O primeiro fim de semana após a reabertura do Mercado da Redinha foi marcado por fluxo constante de visitantes, retomada gradual das vendas e reencontro de permissionários com um espaço que faz parte da história econômica e cultural de Natal. Com funcionamento temporário até 22 fevereiro de 2026, de domingo a domingo, das 7h às 19h, o equipamento voltou a operar durante a alta estação, reunindo gastronomia tradicional, artesanato e uma programação cultural e educativa organizada em parceria com o Sistema Fecomércio-RN, através do Sesc-RN. Para os comerciantes, a reabertura representa a recuperação de uma fonte de renda que havia sido interrompida.
Janeide Pinheiro, 57, permissionária e atuante no Mercado desde criança, ao lado da família, o funcionamento no verão será um grande incremento. “Aqui é minha vida inteira.
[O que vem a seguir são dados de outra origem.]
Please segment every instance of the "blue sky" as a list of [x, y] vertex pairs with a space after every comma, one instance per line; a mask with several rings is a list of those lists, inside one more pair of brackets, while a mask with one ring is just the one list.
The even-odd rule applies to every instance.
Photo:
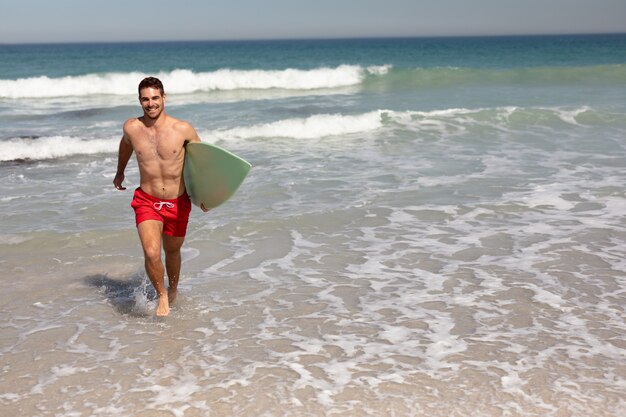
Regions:
[[626, 0], [0, 0], [0, 43], [626, 32]]

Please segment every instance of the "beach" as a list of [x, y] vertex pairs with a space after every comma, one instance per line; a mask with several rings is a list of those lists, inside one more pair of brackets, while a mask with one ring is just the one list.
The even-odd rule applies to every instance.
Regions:
[[[55, 56], [50, 60], [50, 56]], [[0, 409], [626, 412], [626, 36], [0, 45]], [[253, 168], [165, 319], [137, 84]]]

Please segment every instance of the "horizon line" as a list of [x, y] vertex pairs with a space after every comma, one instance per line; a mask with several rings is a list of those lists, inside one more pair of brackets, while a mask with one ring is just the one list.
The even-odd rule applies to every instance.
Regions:
[[563, 32], [563, 33], [511, 33], [511, 34], [476, 34], [476, 35], [389, 35], [389, 36], [337, 36], [337, 37], [268, 37], [240, 39], [161, 39], [161, 40], [91, 40], [91, 41], [32, 41], [0, 42], [2, 46], [20, 45], [97, 45], [97, 44], [137, 44], [137, 43], [177, 43], [177, 42], [294, 42], [294, 41], [341, 41], [341, 40], [385, 40], [385, 39], [462, 39], [462, 38], [532, 38], [532, 37], [573, 37], [573, 36], [614, 36], [626, 35], [624, 32]]

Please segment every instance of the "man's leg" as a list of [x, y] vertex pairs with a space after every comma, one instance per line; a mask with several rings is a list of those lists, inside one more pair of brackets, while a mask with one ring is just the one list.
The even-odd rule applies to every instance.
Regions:
[[154, 286], [159, 297], [156, 309], [157, 316], [167, 316], [170, 313], [170, 306], [165, 290], [165, 271], [161, 261], [161, 233], [163, 223], [157, 220], [146, 220], [137, 226], [139, 239], [143, 248], [146, 265], [146, 273], [150, 282]]
[[165, 268], [169, 288], [167, 294], [170, 304], [176, 301], [178, 279], [180, 278], [181, 255], [180, 249], [185, 241], [184, 237], [163, 235], [163, 249], [165, 250]]

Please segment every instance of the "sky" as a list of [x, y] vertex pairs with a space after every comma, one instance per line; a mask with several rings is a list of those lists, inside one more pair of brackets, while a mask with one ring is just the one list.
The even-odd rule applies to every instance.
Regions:
[[626, 0], [0, 0], [0, 43], [626, 32]]

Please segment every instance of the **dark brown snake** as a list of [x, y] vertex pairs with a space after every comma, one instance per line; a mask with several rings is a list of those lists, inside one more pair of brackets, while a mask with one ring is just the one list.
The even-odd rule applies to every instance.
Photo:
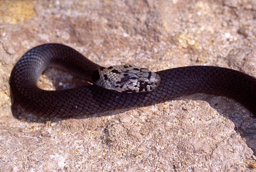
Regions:
[[158, 71], [156, 73], [161, 78], [160, 84], [150, 92], [119, 93], [95, 84], [56, 91], [39, 88], [38, 77], [55, 64], [89, 82], [94, 79], [93, 71], [101, 67], [63, 44], [34, 48], [23, 56], [12, 72], [10, 85], [14, 102], [39, 116], [65, 117], [133, 108], [182, 95], [204, 93], [235, 99], [256, 114], [256, 78], [230, 69], [190, 66]]

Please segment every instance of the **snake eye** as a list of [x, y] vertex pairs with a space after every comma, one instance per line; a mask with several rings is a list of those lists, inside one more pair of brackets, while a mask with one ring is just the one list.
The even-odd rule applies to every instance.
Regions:
[[142, 81], [140, 83], [140, 86], [142, 88], [145, 88], [147, 85], [147, 82], [146, 81]]

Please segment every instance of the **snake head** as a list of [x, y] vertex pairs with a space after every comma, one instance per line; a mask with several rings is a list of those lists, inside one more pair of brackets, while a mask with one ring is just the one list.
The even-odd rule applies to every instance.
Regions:
[[95, 82], [97, 85], [120, 92], [150, 92], [161, 80], [157, 74], [132, 64], [114, 66], [98, 71], [100, 77]]

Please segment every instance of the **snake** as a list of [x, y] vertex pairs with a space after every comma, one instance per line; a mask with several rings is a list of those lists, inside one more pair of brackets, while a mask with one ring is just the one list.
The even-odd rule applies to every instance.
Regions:
[[[54, 91], [39, 88], [40, 75], [55, 65], [94, 84]], [[131, 64], [104, 67], [60, 44], [44, 44], [27, 51], [14, 66], [10, 84], [13, 103], [40, 116], [133, 109], [196, 93], [226, 96], [256, 114], [256, 78], [242, 72], [206, 66], [155, 72]]]

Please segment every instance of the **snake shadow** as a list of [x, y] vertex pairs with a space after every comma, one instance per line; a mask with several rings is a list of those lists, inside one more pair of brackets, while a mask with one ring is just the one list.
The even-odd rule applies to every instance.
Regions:
[[[73, 77], [72, 76], [73, 75], [69, 72], [59, 70], [56, 70], [55, 68], [47, 70], [44, 73], [44, 75], [52, 81], [53, 85], [56, 90], [77, 87], [88, 84], [86, 81], [81, 80], [77, 77]], [[65, 76], [63, 77], [63, 76]], [[70, 78], [72, 79], [70, 80]], [[60, 80], [65, 84], [60, 84]], [[119, 109], [90, 115], [75, 116], [65, 118], [47, 118], [38, 116], [26, 112], [18, 103], [14, 101], [10, 88], [10, 92], [12, 98], [11, 110], [13, 116], [18, 120], [30, 122], [46, 123], [48, 121], [56, 122], [71, 118], [80, 119], [116, 115], [138, 108]], [[207, 102], [218, 113], [224, 115], [234, 123], [234, 130], [244, 139], [247, 144], [253, 150], [254, 154], [256, 155], [256, 118], [242, 104], [234, 100], [225, 97], [201, 93], [183, 96], [173, 100], [200, 100]], [[152, 104], [160, 103], [161, 102]], [[182, 107], [178, 107], [176, 108], [180, 108], [181, 110], [187, 110], [182, 109]]]

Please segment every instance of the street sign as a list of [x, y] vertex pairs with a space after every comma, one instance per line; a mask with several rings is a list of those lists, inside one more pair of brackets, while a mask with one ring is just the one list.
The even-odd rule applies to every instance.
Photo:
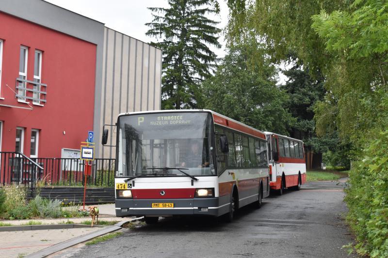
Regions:
[[88, 141], [93, 142], [93, 135], [94, 133], [93, 131], [89, 131], [88, 133]]
[[94, 160], [94, 146], [81, 146], [81, 159]]

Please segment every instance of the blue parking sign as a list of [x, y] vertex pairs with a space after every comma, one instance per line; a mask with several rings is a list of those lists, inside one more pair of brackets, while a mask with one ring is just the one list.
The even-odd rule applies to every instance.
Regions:
[[93, 131], [89, 131], [88, 133], [88, 140], [89, 142], [93, 142]]

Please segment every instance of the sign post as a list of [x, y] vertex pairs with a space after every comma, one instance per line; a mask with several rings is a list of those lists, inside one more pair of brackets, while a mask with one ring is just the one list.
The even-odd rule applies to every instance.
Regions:
[[86, 197], [86, 179], [88, 175], [92, 174], [92, 165], [89, 161], [94, 160], [94, 143], [93, 143], [93, 132], [89, 132], [88, 141], [81, 142], [81, 159], [85, 161], [85, 168], [83, 174], [85, 177], [85, 185], [83, 188], [83, 210], [85, 210], [85, 199]]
É um trabalho que vem da minha mãe, da minha família, e ficar tanto tempo parada foi muito difícil. Agora a mercadoria é nossa, o dinheiro é nosso. Para quem estava vivendo só de auxílio, qualquer venda já faz muita diferença. É uma diferença de 100%”, relata. A expectativa é que os fins de semana sejam de alta nas vendas, não apenas para turistas, mas também para os natalenses que apreciam a culinária regional.
O Mercado da Redinha integra o Complexo Turístico da Redinha e reúne boxes de alimentação, restaurantes, espaços para artesanato, áreas de convivência e um deck com vista para o rio Potengi e a Ponte Newton Navarro. Durante o período de funcionamento temporário, os permissionários retomam as atividades em regime autorizado, com expectativa de ampliar a circulação de moradores e turistas.
A percepção positiva também é compartilhada por Ivani Florêncio, 54, que herdou da mãe o box e retomou as atividades após um longo período de incertezas. “Eu sonhava com esse dia. Agora cada um trabalha para si e isso mudou tudo”, diz. Ivani aponta que, nos primeiros dias, o movimento superou as expectativas e já trouxe incremento significativo na renda familiar. “Melhorou muito, cerca de 80%. A gente trabalha com comida feita no dia, tudo fresco, e o público está vindo”, comenta. A permissionária vende diversos produtos, desde a tradicional ginga com tapioca, caldos, batata frita e até petiscos com camarão, carne de sol e macaxeira.